I welcome the stated purpose of the Bill. In my mind, it must be sensible to unify and consolidate the law in this area, and to update its application to more recent technologies. Bringing the GDPR into UK law is unquestionably desirable. I have been impressed by the GDPR’s elegance and sense of purpose, following, as it does—or claims to do—the European Charter of Fundamental Rights in 88 pages of self-reinforcing statements of principles.
I cannot go on without welcoming the EU Select Committee’s report, so ably spoken to by the noble Lord, Lord Jay, who I see is not in his place. I think it is a pity that the report did not have its own slot.
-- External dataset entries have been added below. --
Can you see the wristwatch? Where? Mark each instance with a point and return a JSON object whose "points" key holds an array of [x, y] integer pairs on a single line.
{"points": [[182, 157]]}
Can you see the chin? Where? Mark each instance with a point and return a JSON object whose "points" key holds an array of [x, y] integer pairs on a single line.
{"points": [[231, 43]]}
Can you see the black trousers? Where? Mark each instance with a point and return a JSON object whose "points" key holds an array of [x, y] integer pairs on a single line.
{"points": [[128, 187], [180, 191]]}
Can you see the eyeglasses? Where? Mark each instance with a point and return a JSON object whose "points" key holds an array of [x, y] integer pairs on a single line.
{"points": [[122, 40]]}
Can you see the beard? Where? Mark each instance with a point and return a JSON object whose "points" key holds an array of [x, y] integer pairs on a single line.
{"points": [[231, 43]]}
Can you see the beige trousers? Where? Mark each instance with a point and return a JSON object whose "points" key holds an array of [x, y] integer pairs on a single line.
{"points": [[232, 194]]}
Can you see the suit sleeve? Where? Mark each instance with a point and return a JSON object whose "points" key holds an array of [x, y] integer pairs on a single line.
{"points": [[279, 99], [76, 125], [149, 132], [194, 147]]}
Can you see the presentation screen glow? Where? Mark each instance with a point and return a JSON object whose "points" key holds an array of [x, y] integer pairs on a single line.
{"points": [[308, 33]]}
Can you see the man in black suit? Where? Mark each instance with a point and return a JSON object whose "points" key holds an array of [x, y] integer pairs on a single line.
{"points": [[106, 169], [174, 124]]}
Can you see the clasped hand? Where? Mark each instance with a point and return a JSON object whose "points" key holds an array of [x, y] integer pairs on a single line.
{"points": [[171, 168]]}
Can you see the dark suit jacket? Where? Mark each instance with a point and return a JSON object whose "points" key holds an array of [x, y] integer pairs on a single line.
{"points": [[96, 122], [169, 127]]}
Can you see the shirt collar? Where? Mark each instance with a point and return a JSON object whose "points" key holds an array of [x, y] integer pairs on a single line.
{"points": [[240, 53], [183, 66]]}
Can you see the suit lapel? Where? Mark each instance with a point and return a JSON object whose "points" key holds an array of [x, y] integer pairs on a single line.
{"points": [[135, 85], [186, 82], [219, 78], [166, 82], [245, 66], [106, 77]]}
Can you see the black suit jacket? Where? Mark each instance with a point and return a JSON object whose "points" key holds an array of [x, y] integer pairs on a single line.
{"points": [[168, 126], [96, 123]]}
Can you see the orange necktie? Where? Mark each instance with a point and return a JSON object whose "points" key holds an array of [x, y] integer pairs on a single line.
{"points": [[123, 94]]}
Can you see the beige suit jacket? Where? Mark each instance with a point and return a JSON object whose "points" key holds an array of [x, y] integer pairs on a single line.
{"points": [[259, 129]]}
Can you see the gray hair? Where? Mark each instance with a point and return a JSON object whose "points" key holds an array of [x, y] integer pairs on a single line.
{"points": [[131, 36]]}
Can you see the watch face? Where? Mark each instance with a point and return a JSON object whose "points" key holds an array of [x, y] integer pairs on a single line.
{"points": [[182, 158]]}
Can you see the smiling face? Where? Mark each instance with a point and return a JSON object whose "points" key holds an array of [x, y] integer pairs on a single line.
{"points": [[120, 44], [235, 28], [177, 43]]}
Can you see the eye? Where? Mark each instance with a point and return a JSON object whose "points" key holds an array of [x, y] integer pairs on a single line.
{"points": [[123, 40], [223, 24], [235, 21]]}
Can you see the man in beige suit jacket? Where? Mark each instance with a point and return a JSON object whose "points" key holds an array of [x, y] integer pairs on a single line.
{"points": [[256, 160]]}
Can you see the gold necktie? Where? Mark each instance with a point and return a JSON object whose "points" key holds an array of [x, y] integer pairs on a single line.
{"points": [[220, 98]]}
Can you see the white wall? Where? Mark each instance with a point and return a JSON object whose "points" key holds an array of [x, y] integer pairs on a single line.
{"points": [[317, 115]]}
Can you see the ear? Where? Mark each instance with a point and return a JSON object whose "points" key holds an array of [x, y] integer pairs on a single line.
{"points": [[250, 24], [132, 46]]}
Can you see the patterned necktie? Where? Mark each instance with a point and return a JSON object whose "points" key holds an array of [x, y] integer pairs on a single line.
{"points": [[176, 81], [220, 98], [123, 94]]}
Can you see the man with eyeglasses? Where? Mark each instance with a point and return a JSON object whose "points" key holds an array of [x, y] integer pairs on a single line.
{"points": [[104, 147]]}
Despite acknowledging that the Bill fleshes out the regulation to make it member-state applicable, like the noble Lord, Lord Stevenson, I worry about a Bill of 218 pages and an explanatory note of 112 pages, plus a departmental pack of 247 pages to deal with it all. That all adds to the complexity. I admit that the GDPR conceals its highly challenging requirements in wording of beguiling simplicity under the flag of private rights, but it is no wonder that the European Parliament did not want its handiwork contextualised by inclusion in what we have before us. It is not a particularly encouraging start to bringing 40 years of EU legislation into domestic law.
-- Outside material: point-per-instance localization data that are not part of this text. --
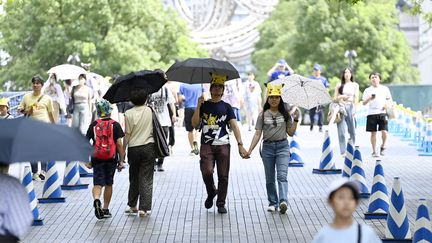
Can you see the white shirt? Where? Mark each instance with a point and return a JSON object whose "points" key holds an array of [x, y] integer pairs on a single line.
{"points": [[329, 234], [159, 101], [382, 95]]}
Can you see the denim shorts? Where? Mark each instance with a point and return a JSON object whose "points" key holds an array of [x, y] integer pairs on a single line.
{"points": [[103, 171]]}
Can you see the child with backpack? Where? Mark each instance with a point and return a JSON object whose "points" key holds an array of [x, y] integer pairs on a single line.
{"points": [[107, 137]]}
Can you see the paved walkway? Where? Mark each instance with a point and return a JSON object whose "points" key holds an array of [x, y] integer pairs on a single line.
{"points": [[178, 214]]}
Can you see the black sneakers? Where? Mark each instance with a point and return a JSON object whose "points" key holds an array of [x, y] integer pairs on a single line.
{"points": [[106, 212], [98, 209], [209, 201], [222, 210]]}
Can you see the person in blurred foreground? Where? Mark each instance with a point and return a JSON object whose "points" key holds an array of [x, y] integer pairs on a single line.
{"points": [[15, 213], [343, 198]]}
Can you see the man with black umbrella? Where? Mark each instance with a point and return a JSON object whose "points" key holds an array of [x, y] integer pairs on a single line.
{"points": [[216, 116]]}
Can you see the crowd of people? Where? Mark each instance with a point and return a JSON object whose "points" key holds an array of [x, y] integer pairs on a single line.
{"points": [[213, 113]]}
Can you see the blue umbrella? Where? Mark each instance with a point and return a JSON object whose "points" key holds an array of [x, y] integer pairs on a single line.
{"points": [[25, 139]]}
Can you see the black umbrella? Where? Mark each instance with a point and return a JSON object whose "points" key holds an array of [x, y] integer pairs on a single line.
{"points": [[150, 81], [25, 139], [197, 70]]}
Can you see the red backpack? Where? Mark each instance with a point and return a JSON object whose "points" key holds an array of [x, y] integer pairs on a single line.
{"points": [[104, 147]]}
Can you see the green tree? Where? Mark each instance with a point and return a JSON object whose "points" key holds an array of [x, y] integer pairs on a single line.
{"points": [[115, 36], [305, 32]]}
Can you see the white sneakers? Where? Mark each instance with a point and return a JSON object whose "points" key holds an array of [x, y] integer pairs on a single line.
{"points": [[271, 209]]}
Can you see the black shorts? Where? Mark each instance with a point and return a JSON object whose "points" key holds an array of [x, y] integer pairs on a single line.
{"points": [[374, 121], [103, 171], [188, 119]]}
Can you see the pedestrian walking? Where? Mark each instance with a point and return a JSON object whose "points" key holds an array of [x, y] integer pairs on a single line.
{"points": [[162, 102], [379, 98], [39, 107], [215, 116], [141, 154], [252, 100], [4, 109], [343, 198], [54, 90], [15, 214], [108, 155], [189, 96], [82, 102], [319, 110], [346, 97], [274, 124]]}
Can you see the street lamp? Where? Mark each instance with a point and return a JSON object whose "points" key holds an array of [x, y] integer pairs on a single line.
{"points": [[350, 54], [73, 59]]}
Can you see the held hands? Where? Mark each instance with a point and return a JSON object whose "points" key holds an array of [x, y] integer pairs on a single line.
{"points": [[200, 100], [243, 153]]}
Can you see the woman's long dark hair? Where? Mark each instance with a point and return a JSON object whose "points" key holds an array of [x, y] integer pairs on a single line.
{"points": [[281, 109], [343, 81]]}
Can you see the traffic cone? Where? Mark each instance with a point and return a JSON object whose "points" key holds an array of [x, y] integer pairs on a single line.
{"points": [[84, 171], [52, 192], [327, 165], [28, 184], [417, 137], [349, 155], [296, 159], [408, 128], [71, 179], [357, 173], [398, 229], [427, 144], [378, 203]]}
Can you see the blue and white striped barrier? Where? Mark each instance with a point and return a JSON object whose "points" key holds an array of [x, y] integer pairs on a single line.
{"points": [[52, 192], [427, 144], [327, 165], [398, 228], [358, 175], [28, 184], [71, 179], [84, 171], [349, 156], [378, 202], [422, 226], [296, 159]]}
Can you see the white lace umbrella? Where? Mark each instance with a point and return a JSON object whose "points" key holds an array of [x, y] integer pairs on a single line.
{"points": [[67, 71], [303, 92]]}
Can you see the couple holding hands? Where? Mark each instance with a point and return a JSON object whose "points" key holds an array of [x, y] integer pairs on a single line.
{"points": [[216, 118]]}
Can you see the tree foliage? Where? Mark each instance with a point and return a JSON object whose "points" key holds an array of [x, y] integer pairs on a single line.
{"points": [[115, 36], [305, 32]]}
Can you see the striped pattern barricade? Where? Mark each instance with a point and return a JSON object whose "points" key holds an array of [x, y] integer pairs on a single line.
{"points": [[398, 228], [427, 144], [379, 201], [71, 179], [28, 184], [327, 165], [296, 159], [417, 137], [52, 192], [349, 155], [423, 137], [422, 226], [358, 174], [84, 171]]}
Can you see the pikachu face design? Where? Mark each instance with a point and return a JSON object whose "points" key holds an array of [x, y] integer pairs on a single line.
{"points": [[218, 79], [274, 90]]}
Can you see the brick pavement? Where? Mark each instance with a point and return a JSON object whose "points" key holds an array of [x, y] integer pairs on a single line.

In what I felt was an inspirational contribution, the noble Baroness, Lady Lane-Fox—I am sorry she is not in her place—referred to the tortuous use of language in parts of the Bill. I agree with her—parts of it are gobbledygook that deny transparency to ordinary mortals. She referred also to my direct ancestor, Ada Lovelace, some of whose expressions of mathematical principles, even for a non-mathematician such as me, make a good deal more sense than parts of the Bill.
The Bill sets out to replace the 1998 Act with new GDPR provisions, meaning new and enhanced rights of data subjects for access, portability and transparency, and duties on controllers on specific consent—not by default, it should be noted—procedural audit trails, a more clearly defined regulatory and supervisory framework, and potential for substantially increased fines for infractions. There is enough that is new, apart from public expectations and the revised geometry as between data subject and data controller, which will naturally give rise to a fresh view of precedent and practice.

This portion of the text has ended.